Return Of Yhe Poet starts in a cemetery. On an old but well-tended gravestone is the image of a man, dashing but with a soft face. This image is what Harutyun Kachatryan's camera is interested in. The words on the grave are written in the Cyrillic alphabet, for this is Armenia, where Islam and Christianity meet, and this grave is the final resting place of Ashugh Jivani, the nation's poet.
Men's and children's choirs sing Jivani's lyrical poems, poems that are clearly ingrained in their psyche. There is almost no scripted dialogue - the pictures speak that universal language of film.
The scene switches to a quiet room, with tools and materials - a studio. Clay is worked skilfully, folded in on itself, kneaded, like bread. The sculptor, his face whiskered and crevassed, is not named, I guess to keep the focus on Jivani. The sculptor and his assistant work quietly, chopping, shaping, shaving the clay. The detailed maquette is completed. It is the figure of the man in the picture on the grave. A cover is laid over the figure and when it is removed, the statue has a fine finish to it - damp clay with a sheen.
Then there are huge explosions in a quarry. Everything is on a giant scale. The dust dies down and tiny people and trucks skitter across the off-planet landscape. A man scrambles across a colossal field of colossal boulders. It is our sculptor, selecting his raw materials. The process of creating the sculpture is intense and absorbing. A process of weeks is reduced to minutes and the face of Jivani, eyes half shut in contemplation, forms in the midst of dust and noise. The finished statue is hoisted onto a trailer hitched to the back of a lorry with ramshackle cranes and equipment. It seems at some points that it will fall, simply because of the impatience of the engineers, but eventually it is secured.

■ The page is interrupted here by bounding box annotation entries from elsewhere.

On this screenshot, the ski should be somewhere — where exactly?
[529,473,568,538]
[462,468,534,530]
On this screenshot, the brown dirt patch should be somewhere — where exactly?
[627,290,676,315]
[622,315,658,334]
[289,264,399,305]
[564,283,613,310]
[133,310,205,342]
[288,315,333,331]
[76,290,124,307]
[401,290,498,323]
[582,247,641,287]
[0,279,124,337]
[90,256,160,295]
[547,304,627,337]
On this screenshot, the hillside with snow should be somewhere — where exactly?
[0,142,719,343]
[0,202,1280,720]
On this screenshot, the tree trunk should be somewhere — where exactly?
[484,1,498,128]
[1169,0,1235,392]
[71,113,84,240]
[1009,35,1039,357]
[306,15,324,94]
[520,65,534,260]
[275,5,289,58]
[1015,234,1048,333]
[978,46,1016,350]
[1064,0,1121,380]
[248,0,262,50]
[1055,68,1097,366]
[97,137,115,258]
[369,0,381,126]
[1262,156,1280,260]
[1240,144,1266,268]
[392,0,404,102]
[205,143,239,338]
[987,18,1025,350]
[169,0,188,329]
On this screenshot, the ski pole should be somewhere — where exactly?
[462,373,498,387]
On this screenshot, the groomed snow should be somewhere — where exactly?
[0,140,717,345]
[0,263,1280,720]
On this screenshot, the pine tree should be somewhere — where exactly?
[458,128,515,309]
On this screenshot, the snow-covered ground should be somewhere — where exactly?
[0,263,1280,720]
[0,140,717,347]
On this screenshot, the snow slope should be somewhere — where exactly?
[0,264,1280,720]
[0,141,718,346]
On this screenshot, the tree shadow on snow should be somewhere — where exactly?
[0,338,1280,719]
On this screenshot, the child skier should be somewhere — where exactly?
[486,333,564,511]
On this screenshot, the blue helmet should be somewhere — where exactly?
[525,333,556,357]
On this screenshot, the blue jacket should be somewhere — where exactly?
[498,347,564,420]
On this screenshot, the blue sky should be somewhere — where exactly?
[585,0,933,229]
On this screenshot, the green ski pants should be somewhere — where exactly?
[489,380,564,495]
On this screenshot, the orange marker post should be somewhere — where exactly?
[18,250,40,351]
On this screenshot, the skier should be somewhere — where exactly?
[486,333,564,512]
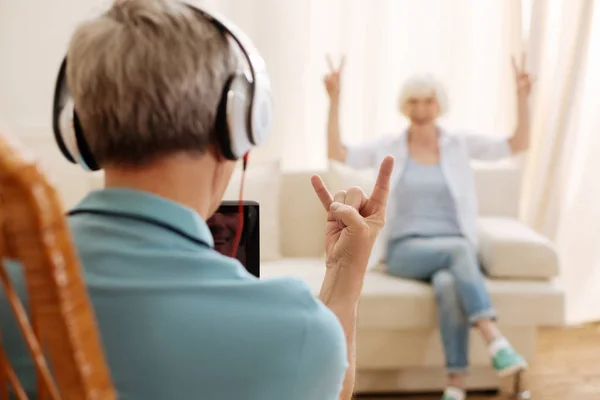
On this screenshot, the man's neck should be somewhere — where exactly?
[104,156,214,221]
[408,123,439,146]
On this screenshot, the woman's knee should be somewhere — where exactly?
[431,269,456,303]
[431,270,466,325]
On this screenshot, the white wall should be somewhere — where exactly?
[0,0,292,167]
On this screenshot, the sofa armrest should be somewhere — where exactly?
[479,217,559,280]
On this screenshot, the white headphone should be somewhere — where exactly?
[52,4,273,171]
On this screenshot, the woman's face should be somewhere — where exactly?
[403,93,440,125]
[207,213,238,257]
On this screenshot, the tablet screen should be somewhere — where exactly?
[207,201,260,277]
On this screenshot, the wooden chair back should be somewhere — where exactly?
[0,132,117,400]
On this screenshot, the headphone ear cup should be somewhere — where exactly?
[226,74,254,159]
[215,74,252,161]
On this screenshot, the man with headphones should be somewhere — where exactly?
[0,0,393,400]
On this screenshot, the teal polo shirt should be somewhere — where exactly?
[0,189,348,400]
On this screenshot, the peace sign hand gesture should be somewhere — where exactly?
[311,156,394,274]
[512,53,533,98]
[323,55,345,100]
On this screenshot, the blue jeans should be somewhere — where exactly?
[387,236,496,374]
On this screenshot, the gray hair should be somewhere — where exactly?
[398,74,448,115]
[67,0,236,166]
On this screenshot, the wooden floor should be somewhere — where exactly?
[359,325,600,400]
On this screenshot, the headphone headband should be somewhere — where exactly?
[52,1,272,171]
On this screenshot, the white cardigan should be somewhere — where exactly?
[346,130,511,268]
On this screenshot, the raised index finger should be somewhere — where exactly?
[369,156,394,207]
[326,54,335,72]
[310,175,333,211]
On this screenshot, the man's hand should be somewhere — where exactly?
[311,156,394,274]
[512,53,533,99]
[323,55,345,100]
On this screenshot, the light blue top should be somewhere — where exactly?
[390,156,461,240]
[0,189,347,400]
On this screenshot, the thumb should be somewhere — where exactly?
[329,202,366,229]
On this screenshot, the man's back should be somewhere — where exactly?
[0,189,347,400]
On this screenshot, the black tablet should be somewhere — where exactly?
[207,200,260,278]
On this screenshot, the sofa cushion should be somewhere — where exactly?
[223,162,281,261]
[261,258,564,329]
[479,217,559,279]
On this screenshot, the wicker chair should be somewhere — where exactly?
[0,132,117,400]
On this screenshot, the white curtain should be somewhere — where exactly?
[200,0,521,170]
[522,0,600,323]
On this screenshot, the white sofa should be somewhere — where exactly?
[226,163,564,393]
[35,129,564,392]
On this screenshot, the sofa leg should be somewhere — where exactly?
[511,371,531,400]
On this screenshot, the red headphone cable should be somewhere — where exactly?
[231,153,250,258]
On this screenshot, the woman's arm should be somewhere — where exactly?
[508,53,532,154]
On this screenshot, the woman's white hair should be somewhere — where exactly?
[398,74,448,116]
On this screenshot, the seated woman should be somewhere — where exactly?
[325,57,531,400]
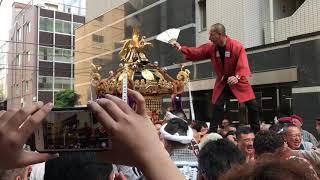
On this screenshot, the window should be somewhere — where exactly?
[54,77,71,90]
[198,0,207,31]
[55,19,71,34]
[39,47,53,61]
[16,54,21,66]
[73,22,82,34]
[39,76,52,90]
[26,51,31,62]
[16,28,22,41]
[26,22,31,32]
[92,34,104,43]
[54,48,72,63]
[16,84,20,96]
[24,81,29,92]
[39,17,53,32]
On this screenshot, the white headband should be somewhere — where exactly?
[160,123,193,144]
[164,111,179,121]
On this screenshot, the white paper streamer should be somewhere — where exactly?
[187,79,196,121]
[122,73,128,103]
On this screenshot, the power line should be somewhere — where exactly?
[0,52,74,57]
[0,40,108,55]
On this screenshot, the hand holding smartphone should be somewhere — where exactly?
[35,107,111,152]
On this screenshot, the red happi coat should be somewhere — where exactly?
[181,37,255,104]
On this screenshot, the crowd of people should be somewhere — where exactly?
[0,90,320,180]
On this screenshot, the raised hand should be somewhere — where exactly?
[0,102,58,169]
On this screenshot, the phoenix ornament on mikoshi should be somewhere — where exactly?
[91,28,190,121]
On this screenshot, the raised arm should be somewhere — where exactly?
[172,42,213,61]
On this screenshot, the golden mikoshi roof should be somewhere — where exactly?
[91,29,190,96]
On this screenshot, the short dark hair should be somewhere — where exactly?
[211,23,226,35]
[221,160,318,180]
[170,110,188,121]
[199,139,245,180]
[236,126,253,139]
[164,118,188,136]
[269,123,285,133]
[253,131,284,155]
[191,121,208,132]
[283,123,300,134]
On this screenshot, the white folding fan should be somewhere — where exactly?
[156,28,180,44]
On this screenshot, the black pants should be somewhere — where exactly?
[209,85,260,133]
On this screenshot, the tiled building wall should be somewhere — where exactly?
[196,0,269,48]
[86,0,129,22]
[264,0,320,43]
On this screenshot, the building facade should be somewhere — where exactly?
[7,1,84,107]
[187,0,320,129]
[0,43,8,110]
[75,0,320,132]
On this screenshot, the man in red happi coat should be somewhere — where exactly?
[172,23,260,132]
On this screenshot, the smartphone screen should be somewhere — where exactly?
[36,108,111,152]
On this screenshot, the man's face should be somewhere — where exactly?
[292,118,302,127]
[209,29,222,45]
[238,133,255,155]
[316,121,320,133]
[192,129,201,143]
[285,127,301,150]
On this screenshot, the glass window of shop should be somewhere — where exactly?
[54,48,72,63]
[39,47,53,61]
[39,17,53,32]
[54,77,71,90]
[39,76,53,90]
[55,19,71,34]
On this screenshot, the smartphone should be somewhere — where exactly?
[35,107,111,152]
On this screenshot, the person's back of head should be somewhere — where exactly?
[253,131,284,157]
[0,168,27,180]
[170,110,188,121]
[219,160,317,180]
[160,118,193,153]
[269,123,285,134]
[236,126,253,139]
[164,118,188,136]
[199,139,245,180]
[44,152,112,180]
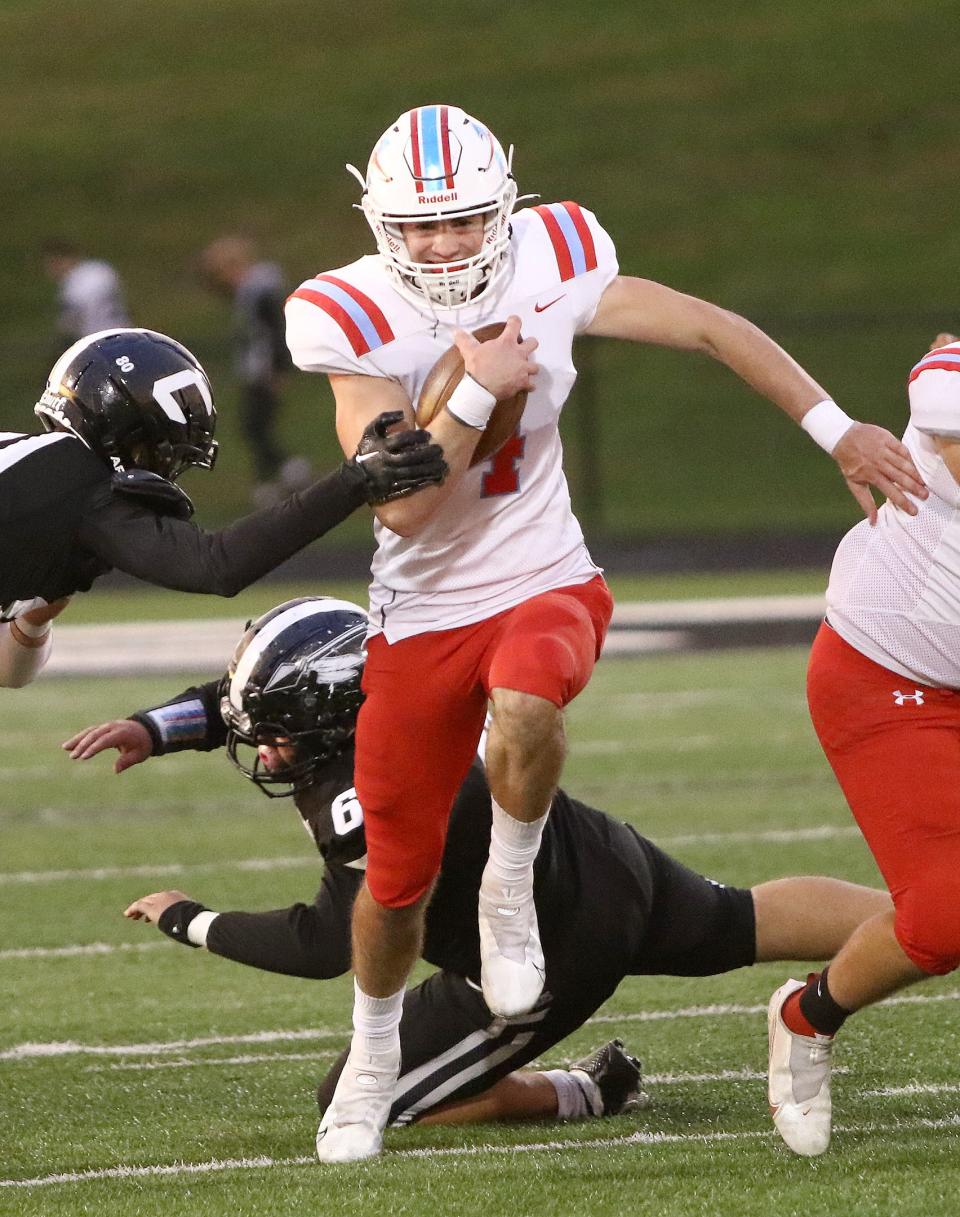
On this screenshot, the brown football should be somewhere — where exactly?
[416,321,527,469]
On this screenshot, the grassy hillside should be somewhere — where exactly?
[0,0,960,535]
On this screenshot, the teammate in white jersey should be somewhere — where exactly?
[769,335,960,1156]
[287,106,923,1161]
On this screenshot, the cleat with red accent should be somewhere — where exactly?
[767,980,833,1157]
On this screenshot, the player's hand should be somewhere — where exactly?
[832,422,928,525]
[21,596,71,626]
[346,410,448,504]
[123,892,191,925]
[454,316,539,402]
[61,718,153,773]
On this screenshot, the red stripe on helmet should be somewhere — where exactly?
[410,110,423,195]
[561,202,596,270]
[908,352,960,385]
[533,206,574,282]
[440,106,454,190]
[290,287,370,355]
[315,275,394,342]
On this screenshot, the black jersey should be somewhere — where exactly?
[0,432,366,618]
[133,682,753,1004]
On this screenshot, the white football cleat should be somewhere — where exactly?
[316,1049,400,1162]
[478,884,546,1019]
[767,980,833,1157]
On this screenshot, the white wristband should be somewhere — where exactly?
[801,398,857,453]
[13,617,50,638]
[447,372,496,431]
[186,909,219,947]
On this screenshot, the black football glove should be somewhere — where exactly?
[346,410,448,504]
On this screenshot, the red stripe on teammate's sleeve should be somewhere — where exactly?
[316,275,394,342]
[562,202,596,270]
[906,350,960,385]
[533,206,574,282]
[290,287,370,355]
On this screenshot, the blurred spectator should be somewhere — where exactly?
[200,236,310,506]
[41,239,130,347]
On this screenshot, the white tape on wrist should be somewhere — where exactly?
[186,909,219,947]
[801,398,857,453]
[447,374,496,431]
[13,617,50,638]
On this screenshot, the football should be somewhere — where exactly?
[416,321,527,469]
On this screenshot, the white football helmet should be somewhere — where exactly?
[347,106,517,308]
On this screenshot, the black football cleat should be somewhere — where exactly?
[569,1039,650,1116]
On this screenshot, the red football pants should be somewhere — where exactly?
[354,576,613,908]
[807,624,960,975]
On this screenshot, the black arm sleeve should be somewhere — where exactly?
[78,465,366,596]
[127,680,226,757]
[207,865,363,980]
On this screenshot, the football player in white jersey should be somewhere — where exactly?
[287,106,925,1161]
[768,333,960,1156]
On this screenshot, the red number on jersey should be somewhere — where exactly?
[481,431,527,499]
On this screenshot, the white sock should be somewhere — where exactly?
[483,798,549,887]
[544,1069,596,1120]
[350,978,404,1055]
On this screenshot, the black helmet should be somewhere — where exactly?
[220,596,366,797]
[34,329,217,482]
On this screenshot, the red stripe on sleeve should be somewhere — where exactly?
[562,202,596,270]
[410,110,423,195]
[290,287,370,355]
[316,275,394,342]
[906,359,960,385]
[440,106,454,190]
[533,206,573,282]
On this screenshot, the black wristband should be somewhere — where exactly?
[127,710,165,757]
[157,901,209,947]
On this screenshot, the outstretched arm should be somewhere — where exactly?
[78,411,445,596]
[123,867,361,980]
[585,276,927,523]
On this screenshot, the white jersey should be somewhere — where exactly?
[286,202,618,641]
[826,343,960,689]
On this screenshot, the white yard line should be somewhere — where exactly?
[0,824,860,887]
[84,1050,339,1073]
[0,989,960,1061]
[0,942,163,959]
[0,1116,960,1188]
[41,594,824,679]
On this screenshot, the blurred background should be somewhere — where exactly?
[0,0,960,568]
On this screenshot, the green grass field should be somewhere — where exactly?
[0,650,960,1217]
[0,0,960,538]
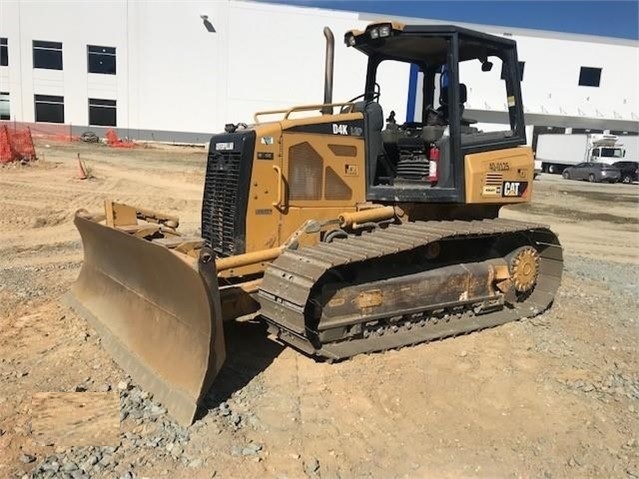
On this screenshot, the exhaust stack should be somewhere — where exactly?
[321,27,335,115]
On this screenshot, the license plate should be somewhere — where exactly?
[501,181,528,198]
[215,141,234,151]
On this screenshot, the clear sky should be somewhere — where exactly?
[266,0,639,40]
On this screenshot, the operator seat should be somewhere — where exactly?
[353,101,394,182]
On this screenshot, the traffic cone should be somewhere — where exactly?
[78,153,87,180]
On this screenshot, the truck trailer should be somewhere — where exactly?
[535,133,636,173]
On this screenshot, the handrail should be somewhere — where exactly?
[272,165,284,209]
[253,101,355,124]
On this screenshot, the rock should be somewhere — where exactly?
[40,461,60,473]
[231,413,242,426]
[231,446,242,457]
[304,457,320,476]
[171,444,184,458]
[20,454,35,464]
[118,381,131,391]
[242,443,262,456]
[149,406,166,417]
[62,462,78,472]
[82,454,99,471]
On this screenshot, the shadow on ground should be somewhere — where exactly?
[196,321,285,420]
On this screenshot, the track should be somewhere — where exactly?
[258,219,563,360]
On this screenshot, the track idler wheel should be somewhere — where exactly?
[508,246,539,293]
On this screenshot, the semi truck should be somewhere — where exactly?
[535,133,639,173]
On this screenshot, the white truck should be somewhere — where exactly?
[535,133,636,173]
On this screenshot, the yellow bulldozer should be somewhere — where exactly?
[68,22,563,424]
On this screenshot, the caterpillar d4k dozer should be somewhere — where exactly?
[69,23,563,424]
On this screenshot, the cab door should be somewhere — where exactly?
[280,113,366,238]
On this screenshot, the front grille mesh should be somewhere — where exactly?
[202,152,242,256]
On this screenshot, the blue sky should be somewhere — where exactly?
[266,0,639,40]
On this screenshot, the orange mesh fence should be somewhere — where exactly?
[105,128,135,148]
[0,125,36,163]
[0,121,79,141]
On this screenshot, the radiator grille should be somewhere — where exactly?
[486,173,504,186]
[202,151,242,256]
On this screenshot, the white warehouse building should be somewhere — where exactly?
[0,0,639,144]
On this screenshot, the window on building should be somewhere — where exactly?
[87,45,115,75]
[35,95,64,123]
[0,91,11,120]
[579,67,601,86]
[0,38,9,67]
[501,62,526,81]
[33,40,62,70]
[89,98,117,126]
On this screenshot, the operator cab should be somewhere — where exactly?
[344,22,526,203]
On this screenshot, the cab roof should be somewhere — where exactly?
[344,22,516,64]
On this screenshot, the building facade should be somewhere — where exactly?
[0,0,639,142]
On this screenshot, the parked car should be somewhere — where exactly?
[612,161,639,183]
[562,161,621,183]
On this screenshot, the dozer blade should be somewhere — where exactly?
[66,211,225,425]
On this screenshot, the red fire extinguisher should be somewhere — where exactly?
[428,145,439,183]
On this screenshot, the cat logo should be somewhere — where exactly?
[502,181,528,198]
[333,123,348,135]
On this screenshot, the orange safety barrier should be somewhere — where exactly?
[0,125,36,163]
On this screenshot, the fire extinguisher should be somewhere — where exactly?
[428,145,440,184]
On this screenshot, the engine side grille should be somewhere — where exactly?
[202,132,255,256]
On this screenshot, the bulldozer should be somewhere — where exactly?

The journey begins and as the film and statue roll, we see Armenia, a land freed from Soviet rule and not under the eye of Washington. It's clear the people are leaning back to their older ways. Orthodox Christianity is renewing its grasp on the people of the area as churches are restored and stonemasons find themselves in high demand. This is the Old World, timeless and apparently unchanging.
This film reveals so much to us - the lack of secular influences, the dominance of the church, the passion of the faithful, the strength of their young people. The skill of the sculptor is laid bare but it is the statue's journey across the Armenian landscape that is of greatest significance. Here in the West we have it easy; there, in the East, life is tough and evolution operates by happenstance and attrition and you can see all that by going to see this film.